Scaling the input signal

  1. Right-click on the input to the B population and select Configure.

  2. At the bottom of this panel double-click transform. This is the weight you set to 1 when constructing the termination. Change this value to 0.5 to scale the input down to half its original value.

  3. Re-run the simulation (or go to interactive plots), and see that changing this value scales the input as expected.

Combining inputs linearly

To add two values, you must create another termination on the B population and project to it as well. Before doing this, set the A to B transformation back to 1.

  1. Create a termination on the B population called input 2 with weight 1.

  2. Create a new ensemble C.

  3. Create a projection from C's X origin to input 2 by dragging.

  4. Create a new constant Function input and set its value to -0.7.

  5. Add an input termination on C and connect the Function input to the C ensemble.

  6. Add a probe to the new Function input.
  7. Run the simulation and plot the values for the three probes
  8. The X value for the B probe should indicate the result of 0.5-0.7=-0.2 (A+C=B).

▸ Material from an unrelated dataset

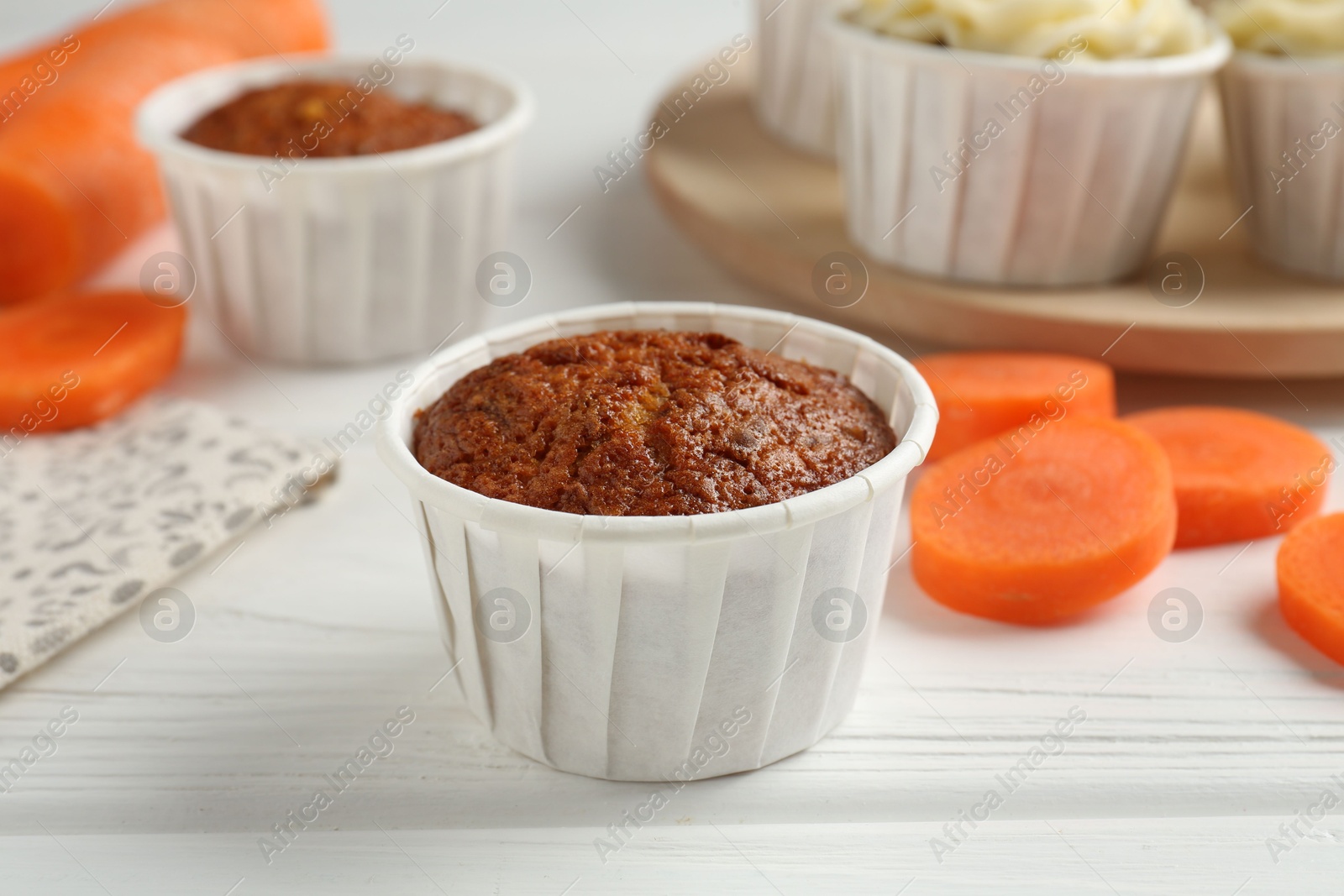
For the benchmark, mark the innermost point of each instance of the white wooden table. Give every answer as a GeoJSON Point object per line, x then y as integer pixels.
{"type": "Point", "coordinates": [313, 631]}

Note: This looks noisier than before because of the scale of the plot.

Congratulations, you can build linear brains!

You can now compute any linear transformation in a neural circuit. Exactly the same steps as above can be followed for vector representations, where the transformation weight becomes a matrix. For more on vector representation, see the motor cortex tutorial.

Nonlinear transformations

Of course, nonlinearities are essential for interesting computation. We begin with simple examples here before moving on to more interesting examples in part 3.

  1. Revert the simulation to a communication channel

  2. Right-click on the C population and select remove model. Answer Yes to delete the population.

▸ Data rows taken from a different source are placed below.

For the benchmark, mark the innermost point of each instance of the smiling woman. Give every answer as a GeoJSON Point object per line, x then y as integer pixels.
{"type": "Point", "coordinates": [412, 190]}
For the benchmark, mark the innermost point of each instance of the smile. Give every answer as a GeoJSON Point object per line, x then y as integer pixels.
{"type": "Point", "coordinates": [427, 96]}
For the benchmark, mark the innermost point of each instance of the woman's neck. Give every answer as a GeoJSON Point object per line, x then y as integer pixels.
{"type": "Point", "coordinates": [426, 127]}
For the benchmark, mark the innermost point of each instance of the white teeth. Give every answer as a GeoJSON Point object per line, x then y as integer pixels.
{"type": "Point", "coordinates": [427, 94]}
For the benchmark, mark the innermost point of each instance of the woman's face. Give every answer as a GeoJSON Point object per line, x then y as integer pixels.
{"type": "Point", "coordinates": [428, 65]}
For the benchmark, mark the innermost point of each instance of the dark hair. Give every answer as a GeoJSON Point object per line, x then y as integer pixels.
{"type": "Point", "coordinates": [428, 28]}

  3. Do the same to the the second Function input and the input 2 termination on the B population (right-click just on the termination).

  4. Define the nonlinear function you want to compute

  5. For one-dimensional ensembles, we can calculate arbitrary 1-dimensional functions (e.g. f(x)=x2, f(x)=θ(x) (thresholding); f(x)=√x, etc.).

  6. To perform a non-linear operation, we need to define a new origin. Right-click on the B ensemble and select Add decoded origin. Set the name to square and dimension to 1.
  7. Click on Set Functions, select User-defined Function and press Set.
  8. For the Expression, enter x0*x0. We refer to the represented value as x0. When when have vectors the values are x0, x1, x2, etc. Press Ok, Ok, and Ok.

  9. Collect data from the new output

  10. Add a probe for the new origin by right-clicking on the ensemble and selecting Add probe->square - Function of NEFEnsemble state

  11. Set the input function to something useful

  12. Click on the input function that is currently a constant value. You can change this in two ways, through the configure panel or the script console. Let's do the second for variety.

  13. Open the Script Console from the menu bar (under View).
  14. With the function input selected type the following in the console:

that.functions=[InterpolatedFunction([0,1],[-1,1])]

  • This creates an input that starts at -1 and grows linearly to 1

  • Run the model and view the probe data. The output of the network will approximate x2. Note that there is an initial start-up transient in the graph (shown above). You can also use the Interactive plots to manually control the input. See the interactive plots reference sheet.